Happy days! The dream has finally come true and here I am posing with a nearly new Keene 4" over-under sluice dredge with air. I have dredged with other prospectors 4" and 5" dredges as shown in other pictures on this web site but the only dredge I own is my "old faithful" 2 1/2" shown in many pictures. My dream has always been to step up in size to a 4" as anything larger would be difficult to handle by myself as I can't always find someone crazy enough to go with in the winter. I had the opportunity to buy this dredge a little over a year ago but "alas, I had not the money." None of you probably have ever had that problem.
Many people that have seen my truck might comment that the money would have been better spent obtaining a new truck but I know you fellow prospectors would not agree. A truck would cost more and besides it wouldn't float, at least not as well. This is the same dredge pictured in the fall section of the web page.After picking up the dredge on a Wednesday night and going directly to a gold prospecting meeting then working Thursday and Friday until 11:00 at night, when Saturday came I was really ready to go. Getting up at 6:00AM to check it out and make sure everything was there, I headed to gold country 80 miles down the road.
I had set up a meeting with some of the prospectors at the club meeting and we had agreed upon a place to go. Upon arrival I found that there was a group already waiting there. The first item on the days agenda was
"Taking some pictures"
That's the nice thing about having a web page. It gives you an excuse to take a
lot of pictures and then bore everyone at home to death, then everyone at work, and
finally, everyone on the WWW.
Nobody was in the water but they had already began the day of socializing. A lot of the
winter "prospecting" is done on the bank far from the cold water with absolutely
no equipment and results in unearthing some of the largest nuggets you can imagine. ( in
fact, all of them are imagined. Kind of like fishing. ) After a group discussion on how to
install the grizzly screens it was time to launch. This was a used dredge so no
instructions were included and not everything made sense. After using the dredge several
times I have came to the conclusion that no one in the group knew what they were talking
about as I believe we had it wrong. Complicating the installation of the screens was the
fact that this is a over-under sluice. I will have a series of pictures and a report on
this in a later page. I think that this is the greatest thing going. More on that later.
A variety of equipment was present. In the background on the truck is a Keene 5" triple sluice. It "wussed" out and didn't even get it's feet wet. In the foreground a small dredge is hard at work. The equipment doesn't have to be big to have big fun. (Don't tell my wife that though)
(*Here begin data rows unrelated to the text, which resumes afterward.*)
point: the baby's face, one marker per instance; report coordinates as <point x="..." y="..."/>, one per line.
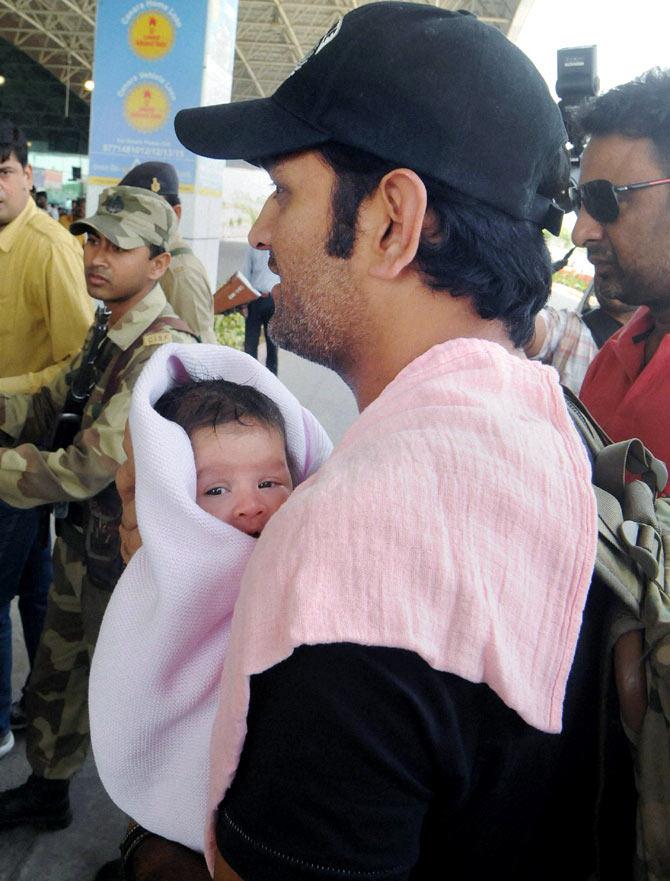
<point x="242" y="474"/>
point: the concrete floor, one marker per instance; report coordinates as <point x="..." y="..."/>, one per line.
<point x="75" y="854"/>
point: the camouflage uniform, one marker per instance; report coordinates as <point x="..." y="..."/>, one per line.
<point x="87" y="562"/>
<point x="187" y="290"/>
<point x="185" y="283"/>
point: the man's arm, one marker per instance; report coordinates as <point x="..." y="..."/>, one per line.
<point x="222" y="871"/>
<point x="30" y="476"/>
<point x="131" y="540"/>
<point x="186" y="288"/>
<point x="32" y="416"/>
<point x="68" y="314"/>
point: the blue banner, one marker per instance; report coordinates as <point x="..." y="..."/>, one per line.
<point x="149" y="59"/>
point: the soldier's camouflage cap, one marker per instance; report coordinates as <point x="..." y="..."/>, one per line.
<point x="130" y="217"/>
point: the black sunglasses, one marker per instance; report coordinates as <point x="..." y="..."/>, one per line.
<point x="601" y="198"/>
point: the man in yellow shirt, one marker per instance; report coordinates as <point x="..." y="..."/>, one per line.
<point x="45" y="313"/>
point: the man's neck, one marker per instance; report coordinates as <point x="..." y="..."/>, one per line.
<point x="661" y="317"/>
<point x="399" y="342"/>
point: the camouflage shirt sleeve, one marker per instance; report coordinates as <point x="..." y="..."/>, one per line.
<point x="187" y="291"/>
<point x="30" y="476"/>
<point x="31" y="417"/>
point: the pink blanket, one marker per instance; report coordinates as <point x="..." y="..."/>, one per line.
<point x="161" y="648"/>
<point x="455" y="519"/>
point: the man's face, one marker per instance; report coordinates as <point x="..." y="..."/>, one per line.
<point x="319" y="312"/>
<point x="631" y="256"/>
<point x="15" y="184"/>
<point x="112" y="274"/>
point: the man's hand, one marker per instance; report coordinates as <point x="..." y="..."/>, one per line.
<point x="157" y="859"/>
<point x="131" y="540"/>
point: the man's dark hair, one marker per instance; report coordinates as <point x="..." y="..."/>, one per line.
<point x="12" y="140"/>
<point x="476" y="250"/>
<point x="638" y="109"/>
<point x="208" y="403"/>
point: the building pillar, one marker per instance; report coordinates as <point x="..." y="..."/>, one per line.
<point x="153" y="58"/>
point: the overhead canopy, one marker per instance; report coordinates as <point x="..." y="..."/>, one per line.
<point x="272" y="35"/>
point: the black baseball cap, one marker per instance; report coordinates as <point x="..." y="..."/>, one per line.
<point x="159" y="177"/>
<point x="437" y="91"/>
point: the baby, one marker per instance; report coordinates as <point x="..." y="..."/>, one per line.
<point x="215" y="459"/>
<point x="238" y="436"/>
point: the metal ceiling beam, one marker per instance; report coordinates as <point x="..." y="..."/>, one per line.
<point x="272" y="36"/>
<point x="35" y="23"/>
<point x="252" y="75"/>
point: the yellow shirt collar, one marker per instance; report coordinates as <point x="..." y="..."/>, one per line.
<point x="10" y="233"/>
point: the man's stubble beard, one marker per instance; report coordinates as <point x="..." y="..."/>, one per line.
<point x="325" y="322"/>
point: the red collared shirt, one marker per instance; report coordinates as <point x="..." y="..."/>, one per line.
<point x="627" y="397"/>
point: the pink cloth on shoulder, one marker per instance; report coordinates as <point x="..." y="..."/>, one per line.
<point x="455" y="519"/>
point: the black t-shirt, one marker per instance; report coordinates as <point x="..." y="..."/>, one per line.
<point x="365" y="763"/>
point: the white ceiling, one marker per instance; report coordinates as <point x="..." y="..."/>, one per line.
<point x="272" y="35"/>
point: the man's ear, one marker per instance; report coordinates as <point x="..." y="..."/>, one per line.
<point x="394" y="223"/>
<point x="159" y="265"/>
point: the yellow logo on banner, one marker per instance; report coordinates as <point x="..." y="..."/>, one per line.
<point x="147" y="107"/>
<point x="151" y="35"/>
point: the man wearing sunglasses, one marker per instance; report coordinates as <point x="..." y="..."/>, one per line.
<point x="623" y="205"/>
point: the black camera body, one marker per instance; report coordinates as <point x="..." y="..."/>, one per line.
<point x="576" y="80"/>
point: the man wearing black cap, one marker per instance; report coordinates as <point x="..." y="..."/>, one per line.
<point x="399" y="699"/>
<point x="185" y="282"/>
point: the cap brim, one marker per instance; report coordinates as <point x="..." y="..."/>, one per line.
<point x="110" y="229"/>
<point x="251" y="130"/>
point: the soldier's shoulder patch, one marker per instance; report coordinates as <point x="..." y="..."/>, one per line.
<point x="157" y="339"/>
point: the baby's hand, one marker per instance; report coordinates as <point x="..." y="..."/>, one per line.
<point x="131" y="540"/>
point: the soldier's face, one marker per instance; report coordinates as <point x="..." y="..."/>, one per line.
<point x="114" y="274"/>
<point x="15" y="184"/>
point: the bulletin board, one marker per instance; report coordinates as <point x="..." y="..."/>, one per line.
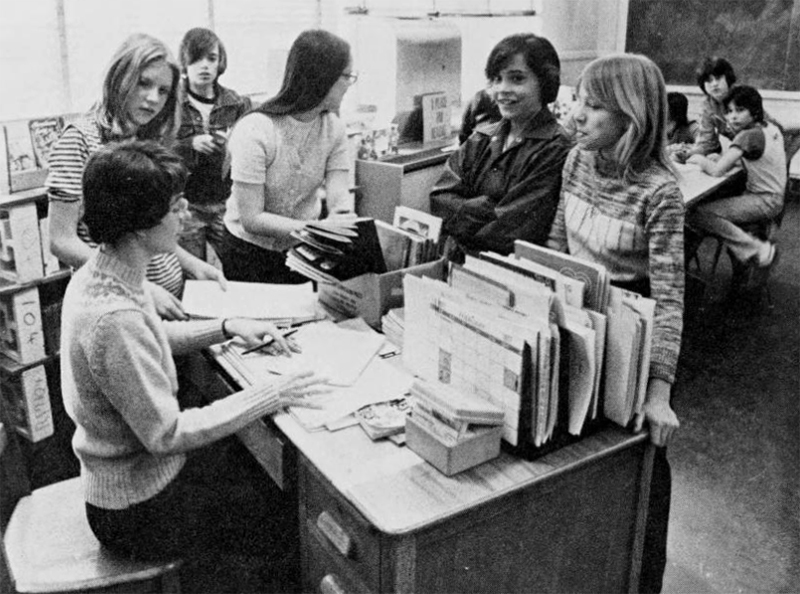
<point x="760" y="38"/>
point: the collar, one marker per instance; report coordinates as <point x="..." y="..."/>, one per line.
<point x="110" y="264"/>
<point x="200" y="98"/>
<point x="541" y="126"/>
<point x="223" y="95"/>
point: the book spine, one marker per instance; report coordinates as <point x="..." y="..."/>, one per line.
<point x="27" y="399"/>
<point x="21" y="321"/>
<point x="50" y="263"/>
<point x="21" y="249"/>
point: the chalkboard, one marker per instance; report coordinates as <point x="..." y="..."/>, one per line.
<point x="760" y="38"/>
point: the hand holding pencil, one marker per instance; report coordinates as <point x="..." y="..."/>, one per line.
<point x="258" y="334"/>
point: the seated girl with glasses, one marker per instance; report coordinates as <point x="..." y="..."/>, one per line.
<point x="159" y="482"/>
<point x="283" y="154"/>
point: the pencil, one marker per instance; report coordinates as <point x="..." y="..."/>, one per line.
<point x="268" y="342"/>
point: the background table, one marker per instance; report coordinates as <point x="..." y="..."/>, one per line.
<point x="375" y="517"/>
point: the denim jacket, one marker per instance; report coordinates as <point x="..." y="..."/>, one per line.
<point x="206" y="183"/>
<point x="488" y="197"/>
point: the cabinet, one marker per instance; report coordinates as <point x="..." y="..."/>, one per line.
<point x="375" y="517"/>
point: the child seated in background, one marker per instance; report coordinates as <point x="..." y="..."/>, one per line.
<point x="681" y="133"/>
<point x="758" y="147"/>
<point x="715" y="77"/>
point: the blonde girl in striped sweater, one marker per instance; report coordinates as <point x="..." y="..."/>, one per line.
<point x="139" y="100"/>
<point x="620" y="206"/>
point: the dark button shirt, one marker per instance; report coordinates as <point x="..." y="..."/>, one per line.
<point x="488" y="197"/>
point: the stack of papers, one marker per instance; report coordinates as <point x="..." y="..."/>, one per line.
<point x="392" y="324"/>
<point x="345" y="352"/>
<point x="340" y="249"/>
<point x="282" y="304"/>
<point x="532" y="333"/>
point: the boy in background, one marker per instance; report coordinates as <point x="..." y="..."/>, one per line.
<point x="681" y="133"/>
<point x="758" y="147"/>
<point x="209" y="110"/>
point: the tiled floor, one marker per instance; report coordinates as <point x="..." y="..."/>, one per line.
<point x="735" y="522"/>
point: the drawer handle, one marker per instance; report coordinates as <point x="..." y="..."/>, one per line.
<point x="330" y="585"/>
<point x="337" y="535"/>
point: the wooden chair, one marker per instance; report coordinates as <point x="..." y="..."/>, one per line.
<point x="766" y="229"/>
<point x="49" y="547"/>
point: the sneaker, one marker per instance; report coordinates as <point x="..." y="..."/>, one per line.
<point x="758" y="274"/>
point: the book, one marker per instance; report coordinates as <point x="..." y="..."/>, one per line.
<point x="20" y="244"/>
<point x="420" y="223"/>
<point x="26" y="400"/>
<point x="594" y="276"/>
<point x="21" y="326"/>
<point x="349" y="248"/>
<point x="44" y="133"/>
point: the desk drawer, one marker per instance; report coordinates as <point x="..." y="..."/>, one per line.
<point x="337" y="528"/>
<point x="325" y="570"/>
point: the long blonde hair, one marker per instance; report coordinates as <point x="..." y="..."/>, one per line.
<point x="633" y="86"/>
<point x="137" y="53"/>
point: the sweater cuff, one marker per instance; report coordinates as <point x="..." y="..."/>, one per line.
<point x="662" y="370"/>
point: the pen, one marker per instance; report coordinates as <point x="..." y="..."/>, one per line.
<point x="268" y="342"/>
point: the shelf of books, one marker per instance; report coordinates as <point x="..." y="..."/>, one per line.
<point x="32" y="280"/>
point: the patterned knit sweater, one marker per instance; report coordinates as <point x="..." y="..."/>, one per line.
<point x="636" y="232"/>
<point x="119" y="386"/>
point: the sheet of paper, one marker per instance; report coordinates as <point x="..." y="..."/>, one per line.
<point x="206" y="299"/>
<point x="339" y="354"/>
<point x="379" y="382"/>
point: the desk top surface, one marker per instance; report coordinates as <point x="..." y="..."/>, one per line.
<point x="696" y="185"/>
<point x="398" y="492"/>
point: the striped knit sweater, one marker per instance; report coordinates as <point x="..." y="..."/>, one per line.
<point x="634" y="230"/>
<point x="65" y="184"/>
<point x="119" y="386"/>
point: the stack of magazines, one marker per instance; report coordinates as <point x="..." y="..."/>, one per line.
<point x="336" y="250"/>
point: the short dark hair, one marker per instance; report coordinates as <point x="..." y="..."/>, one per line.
<point x="128" y="186"/>
<point x="197" y="43"/>
<point x="538" y="53"/>
<point x="747" y="98"/>
<point x="714" y="66"/>
<point x="317" y="59"/>
<point x="678" y="108"/>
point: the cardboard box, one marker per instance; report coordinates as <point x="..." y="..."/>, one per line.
<point x="20" y="244"/>
<point x="451" y="459"/>
<point x="26" y="403"/>
<point x="372" y="295"/>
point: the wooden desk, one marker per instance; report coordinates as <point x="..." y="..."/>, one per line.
<point x="374" y="517"/>
<point x="697" y="185"/>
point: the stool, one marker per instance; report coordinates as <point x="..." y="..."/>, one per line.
<point x="50" y="548"/>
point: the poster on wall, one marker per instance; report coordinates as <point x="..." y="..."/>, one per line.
<point x="435" y="117"/>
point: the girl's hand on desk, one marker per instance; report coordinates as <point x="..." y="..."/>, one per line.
<point x="657" y="411"/>
<point x="256" y="332"/>
<point x="300" y="387"/>
<point x="200" y="270"/>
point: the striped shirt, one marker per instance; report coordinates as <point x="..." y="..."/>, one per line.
<point x="633" y="229"/>
<point x="64" y="184"/>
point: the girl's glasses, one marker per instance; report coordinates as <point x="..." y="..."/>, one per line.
<point x="351" y="77"/>
<point x="178" y="204"/>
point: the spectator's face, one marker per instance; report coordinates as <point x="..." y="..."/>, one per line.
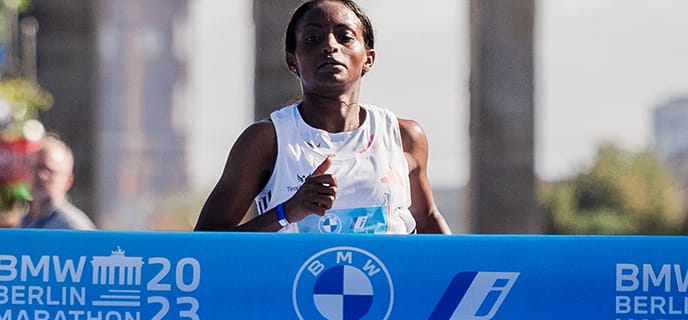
<point x="52" y="176"/>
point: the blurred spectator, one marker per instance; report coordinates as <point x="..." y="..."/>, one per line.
<point x="51" y="179"/>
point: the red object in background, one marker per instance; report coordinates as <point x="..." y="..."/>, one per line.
<point x="15" y="159"/>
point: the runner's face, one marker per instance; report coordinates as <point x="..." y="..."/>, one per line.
<point x="330" y="47"/>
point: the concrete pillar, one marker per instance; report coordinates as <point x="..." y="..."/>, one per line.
<point x="502" y="195"/>
<point x="274" y="85"/>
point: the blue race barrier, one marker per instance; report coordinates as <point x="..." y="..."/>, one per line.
<point x="174" y="275"/>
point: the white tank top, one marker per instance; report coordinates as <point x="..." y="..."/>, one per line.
<point x="373" y="194"/>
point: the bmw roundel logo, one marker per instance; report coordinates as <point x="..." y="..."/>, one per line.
<point x="330" y="223"/>
<point x="343" y="283"/>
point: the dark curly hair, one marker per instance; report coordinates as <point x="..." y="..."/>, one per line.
<point x="290" y="39"/>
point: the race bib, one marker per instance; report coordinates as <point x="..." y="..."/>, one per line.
<point x="355" y="220"/>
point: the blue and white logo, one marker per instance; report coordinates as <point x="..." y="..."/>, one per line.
<point x="474" y="295"/>
<point x="330" y="223"/>
<point x="343" y="283"/>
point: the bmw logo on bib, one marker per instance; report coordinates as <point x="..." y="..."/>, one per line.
<point x="343" y="283"/>
<point x="330" y="223"/>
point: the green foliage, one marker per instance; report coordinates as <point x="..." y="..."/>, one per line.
<point x="622" y="193"/>
<point x="26" y="99"/>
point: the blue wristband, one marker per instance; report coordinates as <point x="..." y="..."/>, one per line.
<point x="281" y="217"/>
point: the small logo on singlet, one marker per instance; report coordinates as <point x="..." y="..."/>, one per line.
<point x="330" y="223"/>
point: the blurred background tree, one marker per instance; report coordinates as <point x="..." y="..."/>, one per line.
<point x="21" y="100"/>
<point x="622" y="193"/>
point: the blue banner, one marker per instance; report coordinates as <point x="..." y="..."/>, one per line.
<point x="176" y="275"/>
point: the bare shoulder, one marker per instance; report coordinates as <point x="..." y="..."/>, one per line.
<point x="415" y="143"/>
<point x="412" y="131"/>
<point x="255" y="151"/>
<point x="257" y="136"/>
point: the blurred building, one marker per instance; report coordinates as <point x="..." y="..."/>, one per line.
<point x="117" y="70"/>
<point x="143" y="93"/>
<point x="671" y="137"/>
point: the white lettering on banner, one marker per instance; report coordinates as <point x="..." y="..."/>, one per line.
<point x="316" y="267"/>
<point x="117" y="288"/>
<point x="66" y="315"/>
<point x="668" y="279"/>
<point x="37" y="295"/>
<point x="41" y="268"/>
<point x="629" y="278"/>
<point x="344" y="257"/>
<point x="370" y="268"/>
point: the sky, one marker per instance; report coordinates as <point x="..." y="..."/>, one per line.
<point x="601" y="68"/>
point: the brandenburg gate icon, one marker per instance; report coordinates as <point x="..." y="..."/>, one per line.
<point x="117" y="269"/>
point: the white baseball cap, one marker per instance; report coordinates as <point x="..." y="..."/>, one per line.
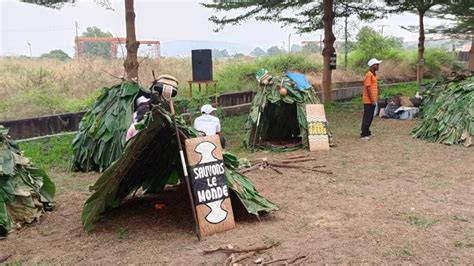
<point x="142" y="99"/>
<point x="207" y="109"/>
<point x="374" y="61"/>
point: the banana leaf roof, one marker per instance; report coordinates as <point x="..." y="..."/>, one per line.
<point x="448" y="112"/>
<point x="25" y="190"/>
<point x="151" y="160"/>
<point x="282" y="117"/>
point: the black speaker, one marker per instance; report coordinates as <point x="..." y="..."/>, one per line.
<point x="202" y="64"/>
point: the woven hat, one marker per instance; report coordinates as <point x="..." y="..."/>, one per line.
<point x="168" y="80"/>
<point x="373" y="61"/>
<point x="142" y="99"/>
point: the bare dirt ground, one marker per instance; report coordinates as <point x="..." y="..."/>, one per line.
<point x="393" y="199"/>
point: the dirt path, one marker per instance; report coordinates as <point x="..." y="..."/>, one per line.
<point x="393" y="199"/>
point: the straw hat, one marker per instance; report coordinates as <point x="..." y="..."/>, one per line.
<point x="168" y="80"/>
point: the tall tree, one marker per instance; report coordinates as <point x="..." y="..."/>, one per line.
<point x="131" y="62"/>
<point x="461" y="12"/>
<point x="304" y="16"/>
<point x="422" y="8"/>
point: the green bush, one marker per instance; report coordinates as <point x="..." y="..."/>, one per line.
<point x="371" y="44"/>
<point x="241" y="76"/>
<point x="56" y="54"/>
<point x="436" y="59"/>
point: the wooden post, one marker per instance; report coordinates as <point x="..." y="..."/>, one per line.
<point x="318" y="138"/>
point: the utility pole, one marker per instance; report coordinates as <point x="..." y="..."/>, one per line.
<point x="289" y="49"/>
<point x="31" y="54"/>
<point x="382" y="26"/>
<point x="346" y="50"/>
<point x="320" y="43"/>
<point x="77" y="40"/>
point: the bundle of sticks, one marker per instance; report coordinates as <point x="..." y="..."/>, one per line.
<point x="289" y="162"/>
<point x="239" y="254"/>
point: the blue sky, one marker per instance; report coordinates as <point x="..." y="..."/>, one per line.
<point x="47" y="29"/>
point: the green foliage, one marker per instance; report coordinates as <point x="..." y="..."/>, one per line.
<point x="97" y="49"/>
<point x="56" y="54"/>
<point x="408" y="89"/>
<point x="435" y="60"/>
<point x="216" y="53"/>
<point x="241" y="76"/>
<point x="305" y="16"/>
<point x="448" y="112"/>
<point x="371" y="44"/>
<point x="312" y="48"/>
<point x="257" y="52"/>
<point x="158" y="163"/>
<point x="52" y="153"/>
<point x="101" y="137"/>
<point x="25" y="190"/>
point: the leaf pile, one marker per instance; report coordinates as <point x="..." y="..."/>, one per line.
<point x="25" y="191"/>
<point x="151" y="160"/>
<point x="102" y="130"/>
<point x="448" y="112"/>
<point x="282" y="117"/>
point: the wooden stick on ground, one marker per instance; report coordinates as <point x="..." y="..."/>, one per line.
<point x="237" y="250"/>
<point x="253" y="167"/>
<point x="287" y="261"/>
<point x="298" y="160"/>
<point x="299" y="167"/>
<point x="243" y="257"/>
<point x="5" y="258"/>
<point x="296" y="157"/>
<point x="276" y="170"/>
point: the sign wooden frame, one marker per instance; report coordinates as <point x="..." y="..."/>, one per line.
<point x="318" y="137"/>
<point x="209" y="185"/>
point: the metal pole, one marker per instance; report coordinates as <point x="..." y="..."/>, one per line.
<point x="289" y="41"/>
<point x="185" y="171"/>
<point x="31" y="54"/>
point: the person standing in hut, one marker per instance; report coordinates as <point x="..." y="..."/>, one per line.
<point x="208" y="123"/>
<point x="142" y="102"/>
<point x="370" y="95"/>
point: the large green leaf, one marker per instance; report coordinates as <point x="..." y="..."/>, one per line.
<point x="448" y="112"/>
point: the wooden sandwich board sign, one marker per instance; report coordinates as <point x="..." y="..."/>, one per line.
<point x="318" y="138"/>
<point x="209" y="186"/>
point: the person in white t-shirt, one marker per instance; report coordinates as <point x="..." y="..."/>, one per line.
<point x="208" y="123"/>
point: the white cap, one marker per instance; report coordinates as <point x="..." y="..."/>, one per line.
<point x="374" y="61"/>
<point x="207" y="109"/>
<point x="142" y="99"/>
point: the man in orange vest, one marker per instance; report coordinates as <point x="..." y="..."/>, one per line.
<point x="370" y="96"/>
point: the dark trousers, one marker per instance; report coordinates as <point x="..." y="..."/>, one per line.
<point x="367" y="120"/>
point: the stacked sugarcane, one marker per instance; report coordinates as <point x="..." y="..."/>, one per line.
<point x="25" y="190"/>
<point x="448" y="112"/>
<point x="101" y="136"/>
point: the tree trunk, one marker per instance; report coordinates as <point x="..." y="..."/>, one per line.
<point x="346" y="50"/>
<point x="131" y="62"/>
<point x="421" y="50"/>
<point x="471" y="55"/>
<point x="328" y="19"/>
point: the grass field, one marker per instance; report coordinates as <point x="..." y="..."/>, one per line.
<point x="37" y="87"/>
<point x="391" y="200"/>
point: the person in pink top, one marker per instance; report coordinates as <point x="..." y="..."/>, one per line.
<point x="132" y="131"/>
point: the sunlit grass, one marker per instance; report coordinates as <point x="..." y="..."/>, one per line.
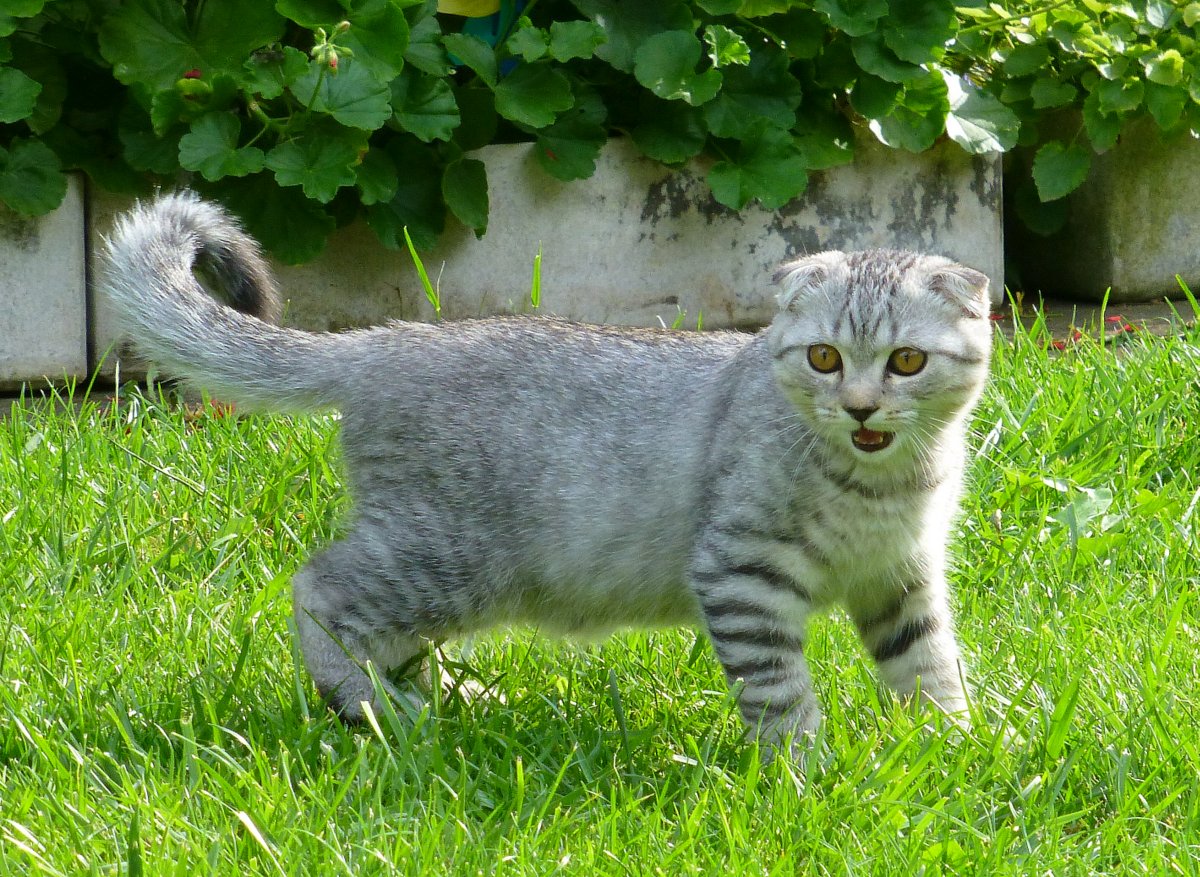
<point x="153" y="718"/>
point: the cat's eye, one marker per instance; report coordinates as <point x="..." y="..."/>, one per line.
<point x="906" y="361"/>
<point x="825" y="359"/>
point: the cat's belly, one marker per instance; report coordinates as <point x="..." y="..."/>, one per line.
<point x="868" y="541"/>
<point x="598" y="606"/>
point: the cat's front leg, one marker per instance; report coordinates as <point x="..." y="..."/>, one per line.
<point x="911" y="637"/>
<point x="755" y="623"/>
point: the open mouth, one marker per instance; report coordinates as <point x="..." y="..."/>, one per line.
<point x="870" y="440"/>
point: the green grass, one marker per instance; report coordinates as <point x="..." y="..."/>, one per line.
<point x="153" y="718"/>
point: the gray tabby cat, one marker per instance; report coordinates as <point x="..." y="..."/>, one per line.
<point x="585" y="479"/>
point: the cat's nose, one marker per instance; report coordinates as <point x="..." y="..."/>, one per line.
<point x="861" y="414"/>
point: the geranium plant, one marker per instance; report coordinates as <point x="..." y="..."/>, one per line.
<point x="303" y="114"/>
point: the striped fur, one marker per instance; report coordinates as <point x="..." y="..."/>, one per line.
<point x="583" y="479"/>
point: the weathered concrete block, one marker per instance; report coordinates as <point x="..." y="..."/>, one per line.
<point x="43" y="322"/>
<point x="637" y="244"/>
<point x="1134" y="224"/>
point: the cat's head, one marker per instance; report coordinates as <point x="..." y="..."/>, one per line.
<point x="881" y="349"/>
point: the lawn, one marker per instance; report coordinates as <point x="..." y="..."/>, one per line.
<point x="154" y="720"/>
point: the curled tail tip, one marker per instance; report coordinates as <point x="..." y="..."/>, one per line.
<point x="181" y="229"/>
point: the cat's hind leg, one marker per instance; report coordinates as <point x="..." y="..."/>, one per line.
<point x="345" y="628"/>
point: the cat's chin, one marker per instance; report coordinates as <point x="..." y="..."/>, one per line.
<point x="871" y="440"/>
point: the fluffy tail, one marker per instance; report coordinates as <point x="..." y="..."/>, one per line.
<point x="232" y="349"/>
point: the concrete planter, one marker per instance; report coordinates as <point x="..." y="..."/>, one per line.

With all the help that was present, the official launching was easy. With a prospector on each corner the dredge was lifted out of the truck in one piece and carried to the water. Getting it to the water is harder than my old 2 1/2" but once in the water what a difference. All of the equipment is loaded on top of it and up the stream it and everything else went. The 2 1/2" usually took several trips to get everything hauled to the dredging site. The selected spot was an area of bedrock that probably had only been dredged about 500 times before. This area of Clear Creek gets a lot of action from the Denver area.